Just like what UCX can do.
For example NCCL between GPUs, shared memory/IPC between two CPU workers if they are in one machine and RDMA/TCP directly without object storage if they are in different machine.
I know an additional hint could use NCCL, but it only support torch. How about Jax/Tensorflow?
What’s more, the transmission usually N producer to M consumer. How can I make this N to M pipe with DAG or WorkFlow?
For Compiled Graphs multi-node communication, so far it supports NCCL transport (TCP) and shared-memory+RPC based transport, depending on the type hint passed in. As mentioned, we are working on an optimized mechanism.
we can use async apis to overlap compute/comm. we are already doing something similar with nccl (which is also collective).
Also the design is not final. We are open to hear if you have any recommendation on active message style high performance communication library that’s easy to support!
Actually we’re doing something similar, in order to avoid doing the same job, maybe we can get involved in this in some way? In addition to LLM, we focus more on the application on the recommender system.

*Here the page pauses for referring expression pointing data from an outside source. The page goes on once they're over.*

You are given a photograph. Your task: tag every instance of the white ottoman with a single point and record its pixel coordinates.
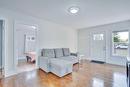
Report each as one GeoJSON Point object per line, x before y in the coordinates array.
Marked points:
{"type": "Point", "coordinates": [60, 67]}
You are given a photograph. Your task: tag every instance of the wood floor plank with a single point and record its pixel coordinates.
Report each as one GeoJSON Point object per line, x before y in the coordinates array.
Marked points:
{"type": "Point", "coordinates": [85, 74]}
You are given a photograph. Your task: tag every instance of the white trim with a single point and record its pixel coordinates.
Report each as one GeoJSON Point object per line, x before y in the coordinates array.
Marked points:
{"type": "Point", "coordinates": [15, 55]}
{"type": "Point", "coordinates": [3, 46]}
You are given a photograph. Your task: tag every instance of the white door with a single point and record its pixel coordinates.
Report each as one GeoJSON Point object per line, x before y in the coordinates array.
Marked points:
{"type": "Point", "coordinates": [98, 46]}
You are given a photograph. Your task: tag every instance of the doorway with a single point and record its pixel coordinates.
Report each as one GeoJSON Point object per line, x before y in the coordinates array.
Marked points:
{"type": "Point", "coordinates": [98, 46]}
{"type": "Point", "coordinates": [25, 41]}
{"type": "Point", "coordinates": [1, 49]}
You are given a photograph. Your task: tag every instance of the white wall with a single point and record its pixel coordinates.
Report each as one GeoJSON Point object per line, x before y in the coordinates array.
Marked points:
{"type": "Point", "coordinates": [84, 40]}
{"type": "Point", "coordinates": [50, 35]}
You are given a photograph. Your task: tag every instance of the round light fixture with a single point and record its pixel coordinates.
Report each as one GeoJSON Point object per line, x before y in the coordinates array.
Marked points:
{"type": "Point", "coordinates": [73, 10]}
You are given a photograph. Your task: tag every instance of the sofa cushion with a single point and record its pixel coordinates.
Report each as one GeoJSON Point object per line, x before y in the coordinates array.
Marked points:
{"type": "Point", "coordinates": [66, 52]}
{"type": "Point", "coordinates": [72, 59]}
{"type": "Point", "coordinates": [48, 53]}
{"type": "Point", "coordinates": [58, 52]}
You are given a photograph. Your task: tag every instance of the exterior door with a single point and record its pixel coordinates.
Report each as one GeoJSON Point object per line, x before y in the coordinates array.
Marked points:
{"type": "Point", "coordinates": [98, 46]}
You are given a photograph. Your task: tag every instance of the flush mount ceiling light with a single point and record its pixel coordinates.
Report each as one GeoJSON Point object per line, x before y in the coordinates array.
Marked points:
{"type": "Point", "coordinates": [73, 10]}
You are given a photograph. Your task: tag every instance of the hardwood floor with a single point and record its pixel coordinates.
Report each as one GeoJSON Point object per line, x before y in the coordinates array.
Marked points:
{"type": "Point", "coordinates": [24, 66]}
{"type": "Point", "coordinates": [85, 74]}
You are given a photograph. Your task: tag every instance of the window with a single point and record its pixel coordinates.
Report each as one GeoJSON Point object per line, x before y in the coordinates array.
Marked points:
{"type": "Point", "coordinates": [120, 41]}
{"type": "Point", "coordinates": [98, 37]}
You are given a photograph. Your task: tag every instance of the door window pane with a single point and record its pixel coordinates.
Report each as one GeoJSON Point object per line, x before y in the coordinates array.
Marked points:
{"type": "Point", "coordinates": [120, 43]}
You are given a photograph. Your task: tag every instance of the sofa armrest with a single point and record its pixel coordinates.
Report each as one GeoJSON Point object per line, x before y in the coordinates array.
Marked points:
{"type": "Point", "coordinates": [44, 63]}
{"type": "Point", "coordinates": [74, 54]}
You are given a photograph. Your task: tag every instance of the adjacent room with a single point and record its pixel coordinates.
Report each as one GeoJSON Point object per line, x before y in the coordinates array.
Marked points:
{"type": "Point", "coordinates": [25, 42]}
{"type": "Point", "coordinates": [64, 43]}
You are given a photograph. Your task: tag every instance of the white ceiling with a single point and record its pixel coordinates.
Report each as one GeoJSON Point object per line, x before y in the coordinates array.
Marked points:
{"type": "Point", "coordinates": [92, 12]}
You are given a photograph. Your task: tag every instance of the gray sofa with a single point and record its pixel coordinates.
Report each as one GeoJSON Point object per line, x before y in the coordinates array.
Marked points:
{"type": "Point", "coordinates": [53, 60]}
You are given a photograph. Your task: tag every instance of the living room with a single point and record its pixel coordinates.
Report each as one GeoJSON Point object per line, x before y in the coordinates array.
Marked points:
{"type": "Point", "coordinates": [95, 33]}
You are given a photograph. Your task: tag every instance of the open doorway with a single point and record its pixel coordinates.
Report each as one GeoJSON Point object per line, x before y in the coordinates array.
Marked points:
{"type": "Point", "coordinates": [25, 39]}
{"type": "Point", "coordinates": [1, 49]}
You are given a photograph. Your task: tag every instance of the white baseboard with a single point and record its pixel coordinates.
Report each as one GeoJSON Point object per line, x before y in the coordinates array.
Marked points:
{"type": "Point", "coordinates": [10, 73]}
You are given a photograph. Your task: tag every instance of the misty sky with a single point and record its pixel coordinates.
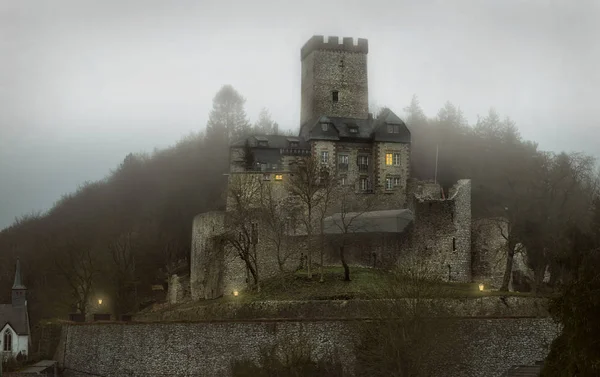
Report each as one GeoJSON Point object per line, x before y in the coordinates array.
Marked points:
{"type": "Point", "coordinates": [83, 83]}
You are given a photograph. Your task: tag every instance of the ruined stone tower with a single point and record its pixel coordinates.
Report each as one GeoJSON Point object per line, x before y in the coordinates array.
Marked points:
{"type": "Point", "coordinates": [334, 78]}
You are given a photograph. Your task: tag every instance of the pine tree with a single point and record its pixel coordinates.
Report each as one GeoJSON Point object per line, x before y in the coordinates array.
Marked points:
{"type": "Point", "coordinates": [265, 124]}
{"type": "Point", "coordinates": [227, 121]}
{"type": "Point", "coordinates": [415, 115]}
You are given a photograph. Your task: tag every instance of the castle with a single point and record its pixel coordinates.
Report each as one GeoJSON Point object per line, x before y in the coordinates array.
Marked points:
{"type": "Point", "coordinates": [410, 217]}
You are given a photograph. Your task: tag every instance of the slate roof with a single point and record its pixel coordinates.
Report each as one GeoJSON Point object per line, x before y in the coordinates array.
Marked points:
{"type": "Point", "coordinates": [388, 221]}
{"type": "Point", "coordinates": [274, 142]}
{"type": "Point", "coordinates": [524, 371]}
{"type": "Point", "coordinates": [368, 129]}
{"type": "Point", "coordinates": [16, 316]}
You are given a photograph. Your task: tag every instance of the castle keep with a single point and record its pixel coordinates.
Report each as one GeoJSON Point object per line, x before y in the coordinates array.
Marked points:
{"type": "Point", "coordinates": [370, 155]}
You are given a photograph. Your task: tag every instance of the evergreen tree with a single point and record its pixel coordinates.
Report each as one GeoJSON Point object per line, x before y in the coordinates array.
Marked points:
{"type": "Point", "coordinates": [227, 121]}
{"type": "Point", "coordinates": [415, 116]}
{"type": "Point", "coordinates": [265, 124]}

Are there any early open versions? Why choose Gloo? And what’s the key difference between compiled graph and Alpa(A MPMD Jax with Ray )
I think Alpa can be implemented using compiled graphs. so it is more like lower level abstraction to express task graph that has GPU to GPU communication (and more optimized).
Actually we’re doing something similar, in order to avoid doing the same job, maybe we can get involved in this in some way? In addition to LLM, we focus more on the application on the recommender system.
btw, I may miss some context. what are you guys working on?